The hill that wasn’t

Art Paper Editions
November 2013

28 pages
16 b&w images
185 x 260 mm
screenprinted linen cover

Edition of 500
Out of print

After it is gone, the landscape appears — Yutaka Takanashi

In The “Landscape” Appears, an essay written in 1984, Japanese photographer Yutaka Takanashi discusses a haiku by the poet Matsuo Basho, using it as a metaphor for landscape photography. ‘What is up to the photographer to do with the “landscape”‘, Takanashi writes, ‘is to encounter it, destroy it, rebuild it, and then release it.’ Therein lies the pursuit of a new “landscape”, the landscape of the photograph, the landscape of the haiku. One that not only relates an experience, but is an experience. Like Basho’s haiku. Maybe that is what The hill that wasn’t, in the form of a book, is about. I had seen the landscape many times, but it was not until that summer morning that I encountered it. And by photographing it and turning it into this book, I destroyed it, rebuilt it and released it.

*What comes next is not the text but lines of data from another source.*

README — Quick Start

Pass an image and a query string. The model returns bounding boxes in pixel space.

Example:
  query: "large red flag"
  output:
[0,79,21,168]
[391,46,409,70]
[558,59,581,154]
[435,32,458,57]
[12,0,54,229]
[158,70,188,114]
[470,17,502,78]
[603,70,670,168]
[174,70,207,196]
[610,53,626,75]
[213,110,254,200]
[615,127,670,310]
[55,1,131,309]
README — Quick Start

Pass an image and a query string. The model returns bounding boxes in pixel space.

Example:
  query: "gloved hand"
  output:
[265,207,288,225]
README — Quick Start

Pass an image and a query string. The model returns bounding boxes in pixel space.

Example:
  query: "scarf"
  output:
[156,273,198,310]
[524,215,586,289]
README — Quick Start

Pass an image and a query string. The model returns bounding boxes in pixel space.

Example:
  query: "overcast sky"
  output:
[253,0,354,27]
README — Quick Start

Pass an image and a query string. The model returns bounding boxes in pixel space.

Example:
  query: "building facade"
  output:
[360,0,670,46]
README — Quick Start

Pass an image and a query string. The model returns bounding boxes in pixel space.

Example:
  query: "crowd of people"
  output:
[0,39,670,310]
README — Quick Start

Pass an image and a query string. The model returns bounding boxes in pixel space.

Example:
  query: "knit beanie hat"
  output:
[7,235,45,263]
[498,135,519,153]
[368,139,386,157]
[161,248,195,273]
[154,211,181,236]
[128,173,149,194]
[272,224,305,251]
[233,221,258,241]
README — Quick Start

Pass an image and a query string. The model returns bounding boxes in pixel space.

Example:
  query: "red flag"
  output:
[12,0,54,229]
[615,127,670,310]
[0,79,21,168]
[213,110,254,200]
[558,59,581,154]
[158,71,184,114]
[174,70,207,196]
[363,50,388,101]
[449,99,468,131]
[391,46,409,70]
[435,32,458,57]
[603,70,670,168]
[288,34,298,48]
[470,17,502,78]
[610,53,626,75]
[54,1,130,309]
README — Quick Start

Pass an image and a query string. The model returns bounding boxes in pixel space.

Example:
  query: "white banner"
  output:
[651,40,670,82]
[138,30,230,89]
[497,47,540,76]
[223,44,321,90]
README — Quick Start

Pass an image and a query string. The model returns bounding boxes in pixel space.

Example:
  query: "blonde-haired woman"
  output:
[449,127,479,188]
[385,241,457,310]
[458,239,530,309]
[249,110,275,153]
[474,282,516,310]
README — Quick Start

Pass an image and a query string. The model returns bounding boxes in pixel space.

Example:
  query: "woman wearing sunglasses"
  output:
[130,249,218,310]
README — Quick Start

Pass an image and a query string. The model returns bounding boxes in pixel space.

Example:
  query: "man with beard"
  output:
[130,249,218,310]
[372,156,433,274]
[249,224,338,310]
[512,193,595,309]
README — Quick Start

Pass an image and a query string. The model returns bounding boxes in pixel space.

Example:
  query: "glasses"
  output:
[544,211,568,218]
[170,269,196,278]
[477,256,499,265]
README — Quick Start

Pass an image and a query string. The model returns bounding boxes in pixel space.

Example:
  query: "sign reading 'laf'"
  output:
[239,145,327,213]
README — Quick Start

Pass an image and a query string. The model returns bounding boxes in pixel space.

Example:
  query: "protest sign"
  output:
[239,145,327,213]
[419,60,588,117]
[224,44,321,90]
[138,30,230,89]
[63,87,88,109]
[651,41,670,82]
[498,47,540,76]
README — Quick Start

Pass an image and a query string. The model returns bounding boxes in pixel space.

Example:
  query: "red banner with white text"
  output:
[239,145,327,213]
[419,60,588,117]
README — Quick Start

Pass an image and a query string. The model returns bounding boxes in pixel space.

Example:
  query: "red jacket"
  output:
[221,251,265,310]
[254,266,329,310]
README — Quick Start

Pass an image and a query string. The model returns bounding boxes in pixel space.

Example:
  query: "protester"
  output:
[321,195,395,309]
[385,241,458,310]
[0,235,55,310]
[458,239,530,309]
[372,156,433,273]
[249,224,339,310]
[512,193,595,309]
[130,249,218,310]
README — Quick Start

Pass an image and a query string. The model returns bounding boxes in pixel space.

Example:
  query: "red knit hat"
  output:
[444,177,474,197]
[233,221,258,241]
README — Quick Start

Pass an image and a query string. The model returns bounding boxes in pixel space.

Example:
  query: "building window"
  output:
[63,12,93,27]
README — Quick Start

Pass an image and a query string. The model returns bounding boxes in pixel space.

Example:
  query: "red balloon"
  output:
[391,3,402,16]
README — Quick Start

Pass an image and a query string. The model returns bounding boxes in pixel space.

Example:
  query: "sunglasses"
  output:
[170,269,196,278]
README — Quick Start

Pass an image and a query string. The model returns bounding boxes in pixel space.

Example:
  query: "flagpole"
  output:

 So The hill that wasn’t is about finally coming to see this small, unspectacular hill through photography. (…) It’s a universal landscape that is recognisable to almost anyone anywhere who has ever taken the time to glimpse at the slightly pointless landscape around them – and realise that actually it’s not that pointless at all. — Colin Pantall

The hill that wasn’t was selected for ‘Tafels’ (Tabels), a presentation of 80 artists’ books and special art books from Holland and Flanders. Curated by Maaike Lauwaert and Luc Derycke.